According to restaurateur Matt Sloan, his late great-grandfather Anton “Tony” Schabas made a mean rye bread. It was so good, in fact, that he says John F. Kennedy requested it at his inauguration. Matt and Tony’s All Day Kitchen + Bar ties the stories of the Austrian-bred baker with his great-grandson, a restaurant veteran who has opened or managed restaurants for Alexandria Restaurant Partners, Daikaya, and Matchbox Food Group. “It’s been a longtime dream to open a restaurant with great food and even better hospitality,” Sloan said in a press release, noting that Tony, too, was known for his warm welcomes.

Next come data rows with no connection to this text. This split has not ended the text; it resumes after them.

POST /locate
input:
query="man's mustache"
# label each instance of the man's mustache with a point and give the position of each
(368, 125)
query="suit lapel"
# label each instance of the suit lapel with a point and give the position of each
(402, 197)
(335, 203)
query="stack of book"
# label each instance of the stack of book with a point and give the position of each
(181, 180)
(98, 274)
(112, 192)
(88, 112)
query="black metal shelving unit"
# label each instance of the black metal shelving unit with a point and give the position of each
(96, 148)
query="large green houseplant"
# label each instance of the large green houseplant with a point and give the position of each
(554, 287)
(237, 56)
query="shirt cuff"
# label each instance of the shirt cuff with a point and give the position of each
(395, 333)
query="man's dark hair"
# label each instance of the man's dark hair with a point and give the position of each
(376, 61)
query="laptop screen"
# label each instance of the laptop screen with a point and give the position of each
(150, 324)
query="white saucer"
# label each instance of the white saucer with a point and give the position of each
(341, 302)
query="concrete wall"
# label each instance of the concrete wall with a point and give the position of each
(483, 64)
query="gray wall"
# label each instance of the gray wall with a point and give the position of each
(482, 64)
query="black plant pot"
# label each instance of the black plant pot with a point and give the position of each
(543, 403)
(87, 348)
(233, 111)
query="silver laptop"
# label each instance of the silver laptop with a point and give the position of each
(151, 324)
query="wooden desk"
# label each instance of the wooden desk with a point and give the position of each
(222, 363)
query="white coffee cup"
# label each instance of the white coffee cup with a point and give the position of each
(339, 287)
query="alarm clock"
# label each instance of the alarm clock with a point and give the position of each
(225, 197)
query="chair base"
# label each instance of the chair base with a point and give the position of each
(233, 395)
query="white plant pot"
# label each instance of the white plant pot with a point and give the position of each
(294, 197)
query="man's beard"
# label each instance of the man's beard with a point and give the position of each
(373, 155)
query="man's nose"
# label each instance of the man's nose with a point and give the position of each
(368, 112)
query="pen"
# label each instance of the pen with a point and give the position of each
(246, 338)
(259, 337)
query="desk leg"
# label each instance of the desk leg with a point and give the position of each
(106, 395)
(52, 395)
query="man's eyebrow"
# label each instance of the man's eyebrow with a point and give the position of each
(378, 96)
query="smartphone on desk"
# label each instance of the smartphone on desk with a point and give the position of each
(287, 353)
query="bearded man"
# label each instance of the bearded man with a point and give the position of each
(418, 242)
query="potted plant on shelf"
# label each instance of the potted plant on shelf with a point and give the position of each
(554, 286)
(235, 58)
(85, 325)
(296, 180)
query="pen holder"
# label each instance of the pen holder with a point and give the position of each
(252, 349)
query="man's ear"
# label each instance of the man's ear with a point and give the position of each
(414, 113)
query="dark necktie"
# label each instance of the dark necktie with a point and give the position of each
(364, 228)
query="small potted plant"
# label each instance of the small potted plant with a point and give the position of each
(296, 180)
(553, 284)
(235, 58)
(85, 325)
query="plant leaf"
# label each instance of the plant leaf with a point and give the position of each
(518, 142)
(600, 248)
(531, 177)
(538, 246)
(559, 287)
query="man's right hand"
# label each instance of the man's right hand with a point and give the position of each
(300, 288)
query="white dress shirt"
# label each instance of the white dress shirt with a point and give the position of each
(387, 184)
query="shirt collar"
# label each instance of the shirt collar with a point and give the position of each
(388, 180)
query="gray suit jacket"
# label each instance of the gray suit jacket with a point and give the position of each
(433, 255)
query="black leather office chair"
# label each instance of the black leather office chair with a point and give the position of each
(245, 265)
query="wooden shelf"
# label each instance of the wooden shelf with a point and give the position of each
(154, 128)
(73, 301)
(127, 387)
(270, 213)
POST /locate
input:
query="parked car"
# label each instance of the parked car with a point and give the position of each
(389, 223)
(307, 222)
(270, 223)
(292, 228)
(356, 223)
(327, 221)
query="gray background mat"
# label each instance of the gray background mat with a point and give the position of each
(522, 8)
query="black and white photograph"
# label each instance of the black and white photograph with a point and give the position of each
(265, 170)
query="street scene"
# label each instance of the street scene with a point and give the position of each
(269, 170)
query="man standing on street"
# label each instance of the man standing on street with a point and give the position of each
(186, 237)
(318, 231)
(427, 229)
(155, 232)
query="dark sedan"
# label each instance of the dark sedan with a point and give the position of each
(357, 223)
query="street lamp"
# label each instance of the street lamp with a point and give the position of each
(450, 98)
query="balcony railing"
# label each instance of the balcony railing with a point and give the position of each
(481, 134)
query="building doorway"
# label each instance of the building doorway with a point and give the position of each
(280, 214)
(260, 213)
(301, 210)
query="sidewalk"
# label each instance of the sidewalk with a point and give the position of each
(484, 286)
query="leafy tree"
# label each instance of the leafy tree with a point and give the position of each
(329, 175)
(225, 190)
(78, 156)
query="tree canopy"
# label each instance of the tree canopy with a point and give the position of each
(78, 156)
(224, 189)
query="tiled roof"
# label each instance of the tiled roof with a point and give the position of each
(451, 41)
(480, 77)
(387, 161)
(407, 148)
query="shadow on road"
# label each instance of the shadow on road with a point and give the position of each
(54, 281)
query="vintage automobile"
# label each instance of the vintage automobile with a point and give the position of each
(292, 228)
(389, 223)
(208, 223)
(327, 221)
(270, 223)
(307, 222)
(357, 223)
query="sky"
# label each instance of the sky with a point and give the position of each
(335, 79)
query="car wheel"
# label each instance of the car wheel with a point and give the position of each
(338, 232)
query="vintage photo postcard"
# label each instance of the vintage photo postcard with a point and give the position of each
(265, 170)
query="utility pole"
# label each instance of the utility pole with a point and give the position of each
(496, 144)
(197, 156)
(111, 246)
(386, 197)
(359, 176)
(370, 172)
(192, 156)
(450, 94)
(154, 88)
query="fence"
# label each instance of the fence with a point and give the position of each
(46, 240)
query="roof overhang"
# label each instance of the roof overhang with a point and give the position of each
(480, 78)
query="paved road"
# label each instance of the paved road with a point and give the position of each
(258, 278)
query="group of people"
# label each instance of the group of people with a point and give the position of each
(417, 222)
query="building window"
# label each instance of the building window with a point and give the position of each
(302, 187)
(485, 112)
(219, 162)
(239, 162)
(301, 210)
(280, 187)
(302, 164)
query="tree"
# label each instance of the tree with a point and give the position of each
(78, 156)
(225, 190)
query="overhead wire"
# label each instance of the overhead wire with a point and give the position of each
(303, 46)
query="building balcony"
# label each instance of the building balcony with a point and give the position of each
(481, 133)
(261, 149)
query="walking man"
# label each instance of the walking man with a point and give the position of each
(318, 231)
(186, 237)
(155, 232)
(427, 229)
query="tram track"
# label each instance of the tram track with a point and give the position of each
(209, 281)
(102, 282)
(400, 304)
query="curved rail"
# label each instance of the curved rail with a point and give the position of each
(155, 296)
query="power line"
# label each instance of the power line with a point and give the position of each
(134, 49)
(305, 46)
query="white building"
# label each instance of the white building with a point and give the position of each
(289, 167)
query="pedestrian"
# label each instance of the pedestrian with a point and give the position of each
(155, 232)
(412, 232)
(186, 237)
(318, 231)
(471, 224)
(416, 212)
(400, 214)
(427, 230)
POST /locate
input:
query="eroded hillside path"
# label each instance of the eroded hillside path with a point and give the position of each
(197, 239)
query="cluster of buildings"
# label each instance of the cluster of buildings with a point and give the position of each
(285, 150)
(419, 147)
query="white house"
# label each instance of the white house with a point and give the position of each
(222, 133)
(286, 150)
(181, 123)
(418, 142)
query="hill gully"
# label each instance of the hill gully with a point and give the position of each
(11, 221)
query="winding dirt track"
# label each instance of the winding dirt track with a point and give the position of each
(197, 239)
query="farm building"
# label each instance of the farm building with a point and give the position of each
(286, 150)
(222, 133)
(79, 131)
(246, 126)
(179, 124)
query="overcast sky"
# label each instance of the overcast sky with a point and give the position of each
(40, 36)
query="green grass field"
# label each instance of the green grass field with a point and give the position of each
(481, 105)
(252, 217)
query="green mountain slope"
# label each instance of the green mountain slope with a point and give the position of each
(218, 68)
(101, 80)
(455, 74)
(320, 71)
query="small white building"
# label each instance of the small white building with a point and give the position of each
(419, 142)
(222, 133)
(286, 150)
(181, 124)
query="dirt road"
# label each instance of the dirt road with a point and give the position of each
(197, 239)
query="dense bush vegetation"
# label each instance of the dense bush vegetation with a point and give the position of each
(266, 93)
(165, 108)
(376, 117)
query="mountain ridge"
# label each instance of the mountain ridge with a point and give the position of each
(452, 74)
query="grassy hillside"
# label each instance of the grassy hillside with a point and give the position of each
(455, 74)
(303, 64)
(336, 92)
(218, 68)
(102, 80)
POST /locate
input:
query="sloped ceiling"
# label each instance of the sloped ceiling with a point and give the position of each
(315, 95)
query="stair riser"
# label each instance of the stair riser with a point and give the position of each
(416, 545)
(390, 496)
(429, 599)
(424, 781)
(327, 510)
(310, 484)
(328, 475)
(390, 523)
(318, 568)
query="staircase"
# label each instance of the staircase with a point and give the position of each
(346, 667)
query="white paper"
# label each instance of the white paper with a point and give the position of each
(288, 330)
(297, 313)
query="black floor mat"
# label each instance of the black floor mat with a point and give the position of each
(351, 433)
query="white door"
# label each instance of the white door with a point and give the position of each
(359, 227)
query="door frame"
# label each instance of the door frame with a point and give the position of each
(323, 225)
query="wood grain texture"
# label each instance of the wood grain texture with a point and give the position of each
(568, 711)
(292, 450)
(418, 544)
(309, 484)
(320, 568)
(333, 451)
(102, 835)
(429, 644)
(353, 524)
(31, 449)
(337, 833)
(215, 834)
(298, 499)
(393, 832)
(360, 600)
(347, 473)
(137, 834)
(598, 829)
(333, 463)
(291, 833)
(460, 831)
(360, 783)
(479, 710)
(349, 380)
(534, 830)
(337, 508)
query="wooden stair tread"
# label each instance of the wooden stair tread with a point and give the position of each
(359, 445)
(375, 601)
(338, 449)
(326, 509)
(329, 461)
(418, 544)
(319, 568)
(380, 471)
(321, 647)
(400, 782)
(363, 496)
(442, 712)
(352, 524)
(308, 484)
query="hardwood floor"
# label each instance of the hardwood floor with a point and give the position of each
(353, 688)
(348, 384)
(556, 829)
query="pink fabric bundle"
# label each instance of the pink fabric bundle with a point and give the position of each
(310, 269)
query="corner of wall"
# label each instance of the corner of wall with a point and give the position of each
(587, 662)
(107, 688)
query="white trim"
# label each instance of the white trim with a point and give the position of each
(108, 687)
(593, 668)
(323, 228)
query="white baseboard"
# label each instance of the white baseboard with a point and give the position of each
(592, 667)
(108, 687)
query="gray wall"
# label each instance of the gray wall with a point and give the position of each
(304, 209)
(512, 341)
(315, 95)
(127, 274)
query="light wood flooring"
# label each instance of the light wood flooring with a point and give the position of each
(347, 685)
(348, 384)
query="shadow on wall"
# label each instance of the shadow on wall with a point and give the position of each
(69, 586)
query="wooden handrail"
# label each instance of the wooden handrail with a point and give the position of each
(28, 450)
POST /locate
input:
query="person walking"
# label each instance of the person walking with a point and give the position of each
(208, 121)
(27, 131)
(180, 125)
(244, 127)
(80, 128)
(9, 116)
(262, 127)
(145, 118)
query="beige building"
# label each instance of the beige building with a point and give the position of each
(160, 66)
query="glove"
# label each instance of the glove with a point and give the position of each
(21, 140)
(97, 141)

But back to house-baked goodness. Small plates on the opening menu include a bread basket filled with scallion-cheddar biscuits and breakfast bread (currently orange-cranberry-pecan, but Sloan says selections will “switch up”), along with honey butter and jam. At lunchtime, the patty melt is served on marble rye in a nod to Tony–the Caesar salad even has rye croutons. But the pastry chef was as famous for his desserts as his breads. The Sacher torte on the menu is named for Tony, and heeds tradition with its chocolate cake base augmented with apricot jam.
Tony’s opens at 8 a.m. each day (except for the restaurant’s day off, Monday) and remains open until 9 p.m. most days, but doesn’t close until 10 p.m. on Saturday and Sunday. That’s a lot of time to cover, but Sloan’s chef, Todd Miller, has created a menu that takes diners from morning to night with handcrafted comfort fare, ““like Grandma or Mom used to make,” he says. The all-day breakfast options range from Scotch eggs made with chicken chorizo and chimichurri mayo, to cornflake-crusted French toast, to shrimp over white cheddar grits.
In the evening, breakfast options compress to make room for big plates like country fried chicken, fisherman’s stew, and balsamic-drizzled turkey meatloaf. And as for Tony’s famous rye, while Sloan says the team hasn’t yet perfected the recipe, it will definitely be baked in-house in the future.